Tudo era tão certinho. As coisas jamais sairiam dos eixos, pensávamos então. Sempre seremos nós contra eles e eles nos respeitarão, porque senão o fizerem já sabem o que lhes acontecerá!

Era assim. Um tempo duro, mas que parecia ser suave, ou antes, era suave pra nós; nós que os mantínhamos a eles, aos outros, sob rígido controle, disciplinadores que éramos.

Mas o tempo foi! Na rolagem do tempo, tudo se igualou. Nos tornamos frágeis ou então foram eles que se robusteceram, de qualquer forma, houve o nivelamento, o tão temido nivelamento. Não, isso não se deu por acaso; na verdade foi anunciado de todas as formas possíveis, mas não prestamos atenção, preocupados que estávamos com nossos problemas menores.
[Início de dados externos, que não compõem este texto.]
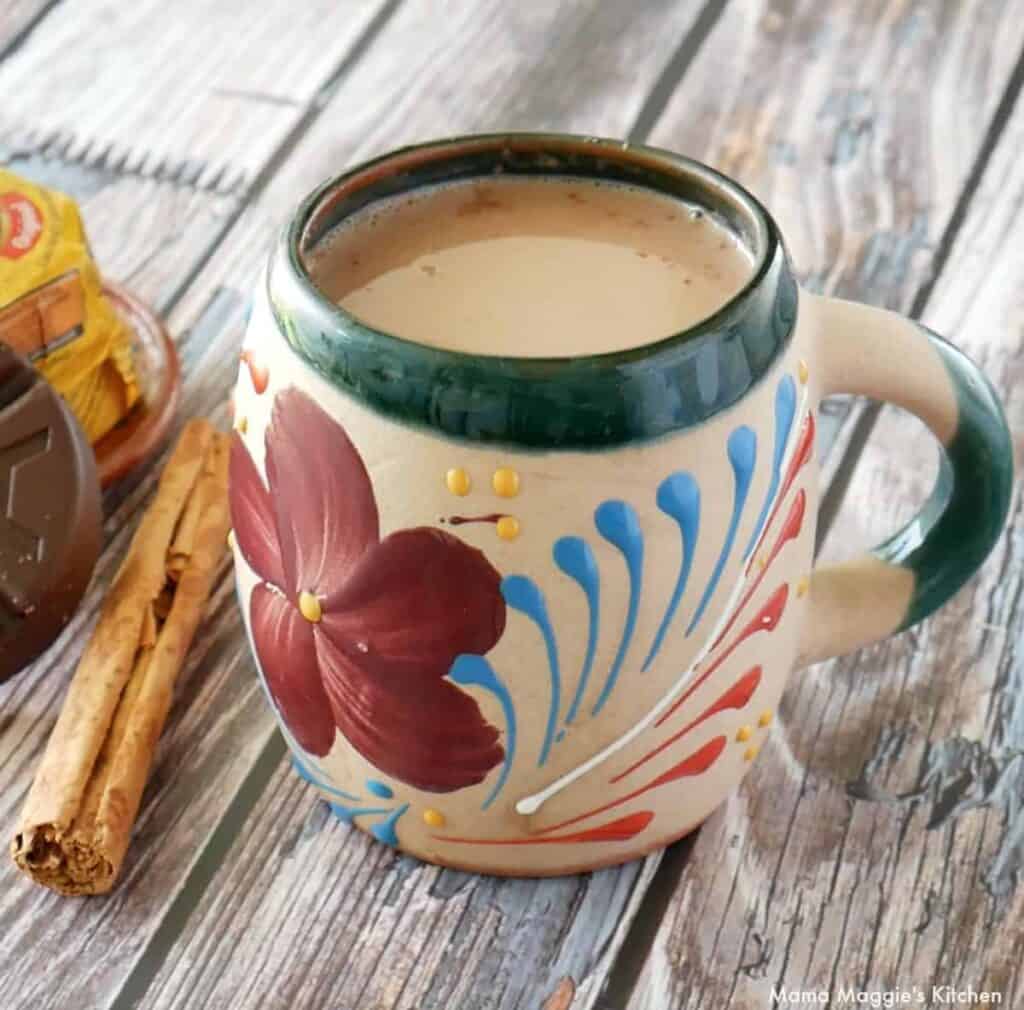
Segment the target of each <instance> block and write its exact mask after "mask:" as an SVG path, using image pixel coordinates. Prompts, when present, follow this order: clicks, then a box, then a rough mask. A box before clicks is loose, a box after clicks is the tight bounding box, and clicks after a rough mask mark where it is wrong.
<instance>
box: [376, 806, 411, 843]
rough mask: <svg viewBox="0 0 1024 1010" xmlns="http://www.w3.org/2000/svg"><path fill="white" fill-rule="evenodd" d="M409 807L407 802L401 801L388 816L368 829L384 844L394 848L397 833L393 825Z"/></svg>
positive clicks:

E assim, hoje, a sujeira tomou conta de tudo. Os muros foram pichados. As árvores estão cinzas. Os rios estão esgotos. Os cães estão nas ruas. E nós, que em outros tempos fazíamos o footing nas praças e alamedas, hoje nos sentamos frente à rede de televisão e torcemos pra que volte um mundo que já morreu. Folheamos distraidamente Baudelaire e só então descobrimos que "da mesma forma que na essência das ideias profundas, há neste vinho uma embriagadora amargura".